Whenever Mohamed Amoura slips on Algeria’s green shirt, a piece of home travels with him. The number 18 stitched across his back is neither a charm nor a nod to some footballing idol. It is the administrative code of Jijel, the north-eastern province where he was raised as one of five children by a farmer.
This summer, the 26-year-old Wolfsburg forward will carry that number to the World Cup in North America, standing as one of the emblems of Algeria’s long-awaited return to the sport’s biggest occasion after a 12-year wait.
No player matched his return of 10 goals in African qualifying, a tally that made up almost half of Algeria’s haul and dragged the Desert Foxes back into the global conversation.
Forged on the streets, not in an academy
What elevates Amoura’s story beyond the statistics is the path he travelled. He did not graduate from a polished academy or a meticulously plotted development plan.

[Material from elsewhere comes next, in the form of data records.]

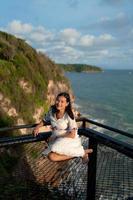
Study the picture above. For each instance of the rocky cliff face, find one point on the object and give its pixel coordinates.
(29, 82)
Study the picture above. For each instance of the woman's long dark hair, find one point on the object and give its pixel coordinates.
(69, 106)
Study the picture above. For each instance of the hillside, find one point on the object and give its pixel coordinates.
(80, 68)
(29, 81)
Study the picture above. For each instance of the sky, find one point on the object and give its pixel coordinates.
(96, 32)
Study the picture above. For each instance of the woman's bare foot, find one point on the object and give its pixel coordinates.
(85, 158)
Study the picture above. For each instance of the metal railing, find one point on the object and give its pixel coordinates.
(109, 171)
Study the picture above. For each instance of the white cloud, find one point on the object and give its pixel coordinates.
(69, 36)
(87, 40)
(17, 26)
(70, 45)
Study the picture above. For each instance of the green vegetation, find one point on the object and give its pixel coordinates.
(80, 68)
(19, 61)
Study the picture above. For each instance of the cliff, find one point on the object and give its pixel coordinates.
(29, 82)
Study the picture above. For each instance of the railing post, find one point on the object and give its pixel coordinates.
(91, 182)
(83, 123)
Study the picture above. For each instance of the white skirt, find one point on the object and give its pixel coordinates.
(67, 146)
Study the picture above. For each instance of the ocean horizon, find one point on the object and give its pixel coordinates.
(106, 97)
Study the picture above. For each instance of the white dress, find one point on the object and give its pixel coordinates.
(63, 145)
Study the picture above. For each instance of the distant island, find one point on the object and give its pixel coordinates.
(79, 68)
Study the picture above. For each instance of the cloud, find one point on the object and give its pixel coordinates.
(72, 46)
(120, 23)
(17, 27)
(69, 36)
(73, 3)
(115, 2)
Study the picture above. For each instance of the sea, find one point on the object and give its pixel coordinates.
(106, 97)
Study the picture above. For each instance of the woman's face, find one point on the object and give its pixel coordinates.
(61, 103)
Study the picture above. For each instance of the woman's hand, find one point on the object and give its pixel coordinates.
(36, 131)
(71, 134)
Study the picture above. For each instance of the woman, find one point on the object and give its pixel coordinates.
(64, 142)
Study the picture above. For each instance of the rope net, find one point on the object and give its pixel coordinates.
(26, 174)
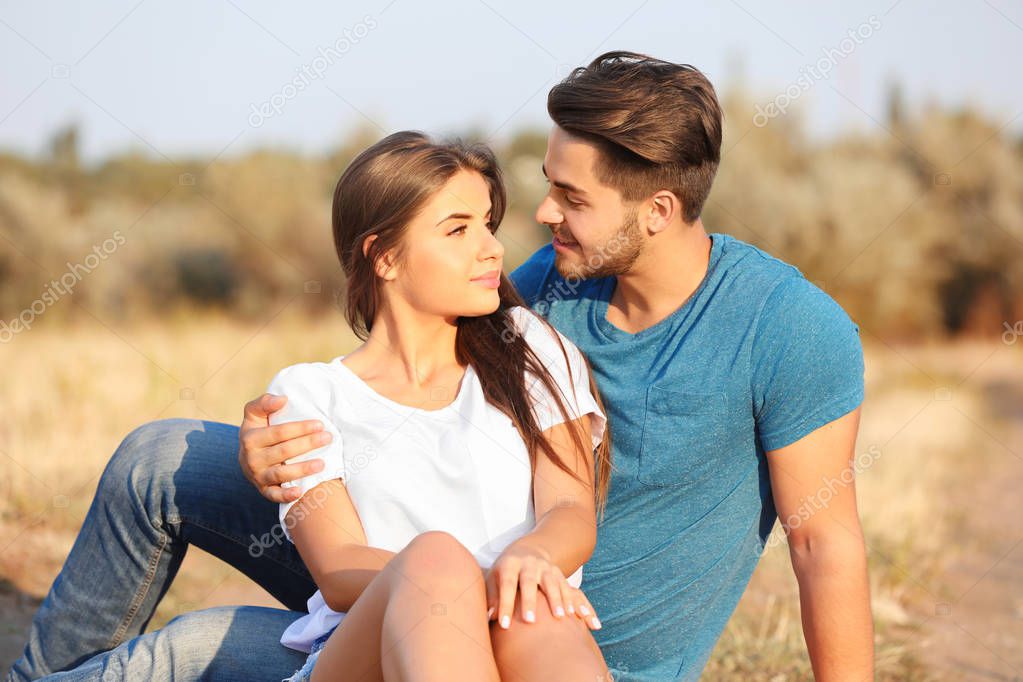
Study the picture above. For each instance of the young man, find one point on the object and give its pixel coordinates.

Instead, he honed his craft on the streets of Oudjana, a small town outside Jijel, kicking a ball for the sheer joy of it with little notion that football might one day pay the bills. For him it was a pastime rather than a career ambition, and remarkably he was the only member of his household who genuinely adored the game.
Algeria boasts just one truly reputable academy, Paradou AC, established by French coach Jean-Marc Guillou and the sole training centre in the country tied to a professional club.

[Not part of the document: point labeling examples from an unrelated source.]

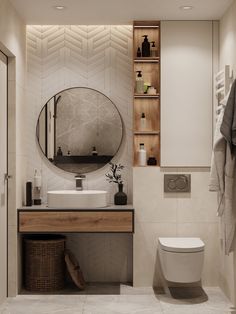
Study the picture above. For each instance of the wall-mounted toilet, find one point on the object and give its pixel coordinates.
(181, 259)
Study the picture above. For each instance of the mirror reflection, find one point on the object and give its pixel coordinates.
(79, 130)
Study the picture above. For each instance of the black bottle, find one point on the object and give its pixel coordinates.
(29, 193)
(145, 47)
(139, 54)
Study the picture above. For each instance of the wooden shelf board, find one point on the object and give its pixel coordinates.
(146, 26)
(147, 166)
(146, 96)
(146, 60)
(146, 132)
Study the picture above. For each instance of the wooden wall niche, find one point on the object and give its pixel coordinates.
(145, 103)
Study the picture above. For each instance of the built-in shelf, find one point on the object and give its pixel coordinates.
(146, 96)
(146, 26)
(146, 132)
(145, 103)
(144, 60)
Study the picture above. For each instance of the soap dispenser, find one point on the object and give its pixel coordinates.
(153, 50)
(142, 155)
(143, 121)
(139, 84)
(145, 47)
(94, 151)
(37, 187)
(59, 151)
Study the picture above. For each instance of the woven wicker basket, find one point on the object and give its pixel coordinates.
(44, 265)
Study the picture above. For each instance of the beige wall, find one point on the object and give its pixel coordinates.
(12, 43)
(160, 214)
(227, 52)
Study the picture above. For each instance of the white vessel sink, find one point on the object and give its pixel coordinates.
(77, 199)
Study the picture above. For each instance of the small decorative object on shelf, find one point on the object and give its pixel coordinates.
(114, 176)
(152, 161)
(139, 53)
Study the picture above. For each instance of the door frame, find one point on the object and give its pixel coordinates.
(6, 180)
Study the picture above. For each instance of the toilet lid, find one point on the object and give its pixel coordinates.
(181, 244)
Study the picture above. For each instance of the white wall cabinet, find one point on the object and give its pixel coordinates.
(186, 93)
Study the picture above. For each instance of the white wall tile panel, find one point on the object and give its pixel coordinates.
(99, 57)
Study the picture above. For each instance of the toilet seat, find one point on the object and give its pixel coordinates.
(181, 245)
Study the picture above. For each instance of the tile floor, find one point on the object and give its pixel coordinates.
(128, 300)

After lifting the Algerian Under-13 Cup with the police sports club where he started out, Amoura was among a handful of youngsters sent to Algiers to trial there. Paradou rejected him – not once, but twice – citing his lack of height. He has admitted it was one of the rare occasions football reduced him to tears.

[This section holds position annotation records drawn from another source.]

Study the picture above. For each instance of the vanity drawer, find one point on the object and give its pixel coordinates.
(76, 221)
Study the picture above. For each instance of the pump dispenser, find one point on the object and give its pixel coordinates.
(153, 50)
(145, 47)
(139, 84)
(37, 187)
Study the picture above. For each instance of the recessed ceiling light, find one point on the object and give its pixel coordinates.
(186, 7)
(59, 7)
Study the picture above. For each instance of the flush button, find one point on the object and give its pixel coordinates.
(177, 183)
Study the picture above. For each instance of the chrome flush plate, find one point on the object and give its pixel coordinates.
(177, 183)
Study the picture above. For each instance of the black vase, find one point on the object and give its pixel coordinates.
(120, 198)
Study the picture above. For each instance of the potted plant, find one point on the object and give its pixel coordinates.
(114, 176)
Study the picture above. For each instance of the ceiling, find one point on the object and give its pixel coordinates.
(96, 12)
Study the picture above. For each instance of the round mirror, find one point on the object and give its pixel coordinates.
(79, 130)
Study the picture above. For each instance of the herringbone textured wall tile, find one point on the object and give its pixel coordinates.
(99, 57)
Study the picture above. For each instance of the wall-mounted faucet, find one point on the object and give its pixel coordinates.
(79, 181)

The breaks that changed everything
Returning home, he joined JS Jijel at 16, and there fortune finally intervened. When the first team went on strike, the club leaned on its youngsters, and Amoura seized his moment with two goals that alerted the Under-19 national side and earned a proper move to ES Setif.
His debut campaign there nearly ended his career before it began. Homesick, broke and far from family, he stopped training and told his coach he was finished with the game, intending to find regular work instead.
For a week he turned his back on his passion, until a family intervention – parents, uncle and coach gathered together – convinced him his talent was real and that quitting would haunt him. He listened, and returned.
Conquering Europe
His steady improvement caught the eye of FC Lugano in Switzerland, where teammates christened him ‘Le petit Salah’, a nickname that has shadowed him across four countries. His own idol, fittingly, is Zinedine Zidane, the creative genius whose Kabyle heritage still inspires Algerian children.
After a Swiss Cup triumph and 17 goals, Amoura moved to Union Saint-Gilloise, where 22 goals in 45 games — including a strike against Liverpool in the Europa League — made the bigger clubs take notice. By the summer of 2024, Wolfsburg came calling.
A weapon unleashed
He arrived at a side that had flirted with relegation, saved only after Ralph Hasenhuttl replaced Niko Kovac. Amoura swiftly became central to everything the Austrian was building, scoring twice against Bayern Munich and inspiring a 5-1 rout of RB Leipzig.
Wolfsburg made his move permanent for €14.75 million, with Hasenhuttl effusive in his praise. “Amoura, we know, has unbelievable quality… He has incredible speed, and I am better off just leaving him up front to cause chaos. He is a real weapon for us.”
At just 1.7m, the player once branded too small has weaponised his stature, using a low centre of gravity and explosive changes of direction to torment taller defenders. For Algeria, the goals keep flowing — a hat-trick against Mozambique, braces against Botswana, Somalia and Uganda, and now 19 in 38 caps, with supporters dreaming he might one day chase Islam Slimani’s record of 47.
Flawed but fearless
His rise has not been without controversy, from a training-ground bust-up with Joakim Maehle to an ill-judged AFCON celebration for which he apologised.
Yet Vladimir Petkovic hails him as “a modern, unpredictable player, capable of turning a match on his own” — a raw talent now ready for the World Cup stage, number 18 forever reminding him where he began.